Toward the correction of muscular dystrophy by gene editing

Abstract

Recent advances in gene editing technologies are enabling the potential correction of devastating monogenic disorders through elimination of underlying genetic mutations. Duchenne muscular dystrophy (DMD) is an especially severe genetic disorder caused by mutations in the gene encoding dystrophin, a membrane-associated protein required for maintenance of muscle structure and function. Patients with DMD succumb to loss of mobility early in life, culminating in premature death from cardiac and respiratory failure. The disease has thus far defied all curative strategies. CRISPR gene editing has provided new opportunities to ameliorate the disease by eliminating DMD mutations and thereby restore dystrophin expression throughout skeletal and cardiac muscle. Proof-of-concept studies in rodents, large mammals, and human cells have validated the potential of this approach, but numerous challenges remain to be addressed, including optimization of gene editing, delivery of gene editing components throughout the musculature, and mitigation of possible immune responses. This paper provides an overview of recent work from our laboratory and others toward the genetic correction of DMD and considers the opportunities and challenges in the path to clinical translation. Lessons learned from these studies will undoubtedly enable further applications of gene editing to numerous other diseases of muscle and other tissues.
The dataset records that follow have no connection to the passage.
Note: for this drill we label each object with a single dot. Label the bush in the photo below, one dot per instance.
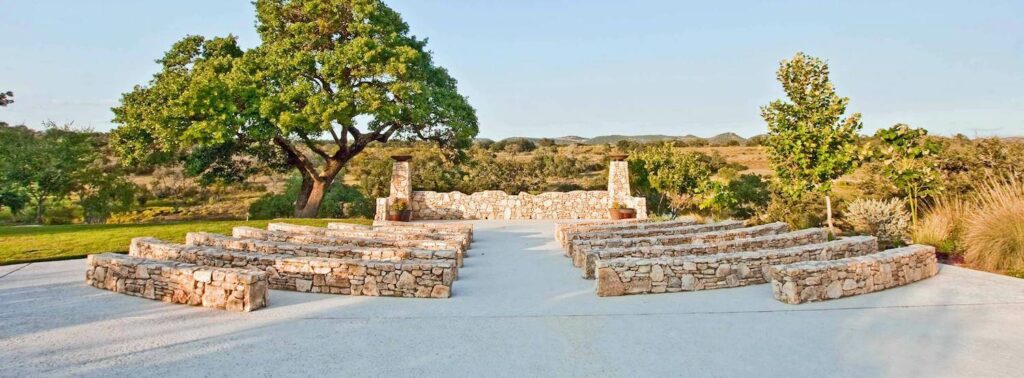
(942, 225)
(887, 220)
(994, 228)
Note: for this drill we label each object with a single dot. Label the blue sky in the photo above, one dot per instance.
(581, 68)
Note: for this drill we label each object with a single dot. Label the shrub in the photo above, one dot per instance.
(887, 220)
(942, 225)
(994, 228)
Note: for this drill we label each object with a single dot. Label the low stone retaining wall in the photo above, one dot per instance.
(814, 281)
(499, 205)
(462, 240)
(669, 275)
(727, 232)
(315, 250)
(602, 239)
(231, 289)
(317, 275)
(433, 245)
(776, 241)
(562, 229)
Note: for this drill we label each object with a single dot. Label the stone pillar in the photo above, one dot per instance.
(619, 179)
(401, 178)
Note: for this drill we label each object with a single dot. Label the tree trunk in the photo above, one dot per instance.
(308, 202)
(832, 227)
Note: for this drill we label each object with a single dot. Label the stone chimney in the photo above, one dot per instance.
(401, 178)
(619, 178)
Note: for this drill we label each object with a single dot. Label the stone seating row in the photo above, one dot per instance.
(603, 239)
(224, 288)
(768, 242)
(421, 279)
(624, 276)
(704, 234)
(460, 239)
(315, 250)
(822, 280)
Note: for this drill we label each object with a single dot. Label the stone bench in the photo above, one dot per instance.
(230, 289)
(315, 250)
(418, 279)
(460, 227)
(433, 245)
(564, 228)
(702, 234)
(776, 241)
(462, 240)
(669, 275)
(814, 281)
(610, 239)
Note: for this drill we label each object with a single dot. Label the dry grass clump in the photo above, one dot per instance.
(993, 235)
(942, 225)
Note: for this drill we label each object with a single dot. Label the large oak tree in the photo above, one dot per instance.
(329, 78)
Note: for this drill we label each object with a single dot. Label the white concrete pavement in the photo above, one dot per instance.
(517, 309)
Keywords: CRISPR; gene editing; myoediting.

Fig. 1.

Dystrophin gene and protein. (A) Schematic of dystrophin protein showing functional domains. Hinge (H), WW, cysteine-rich (CR), and carboxyl-terminal (CT) domains are shown. Myoediting of a DMD gene lacking exon 50 restores the ORF beginning at rod domain 20. Rod domains are numbered 2 through 24. (B) Splicing of 79 exons of the human dystrophin gene. Colors correspond to functional domains of the protein in A. Shapes of exons indicate whether splicing between adjacent exons maintains the contiguous ORF of the protein when the shapes fit together like pieces of a puzzle. Reproduced with permission from ref. . The Annual Review of Medicine © 2019 by Annual Reviews.

Fig. 2.

Single-cut gene editing of an exon 50 DMD deletion. Normal DMD gene and mRNA from exon 49 to 53 is shown (Left). An exon 50 DMD mutation is shown (Middle). Splicing of exon 49 to exon 51 places the dystrophin protein out of frame due to a stop codon. Single-cut gene editing (Right) with an sgRNA directed against a sequence within exon 51 can restore dystrophin expression by exon skipping or reframing, depending on the type of INDEL introduced. Dystrophin protein is schematized as a shock absorber.

Fig. 3.

Dystrophin immunostaining in muscle tissues of a canine model of DMD. (Upper) Dystrophin in muscle tissues from wild type. (Middle) Absence of dystrophin in ΔEx50 dog. (Lower) Restoration of dystrophin expression in ΔEx50 dog 8 wk after AAV9 delivery of gene editing components. Adapted from ref. , with permission from AAAS.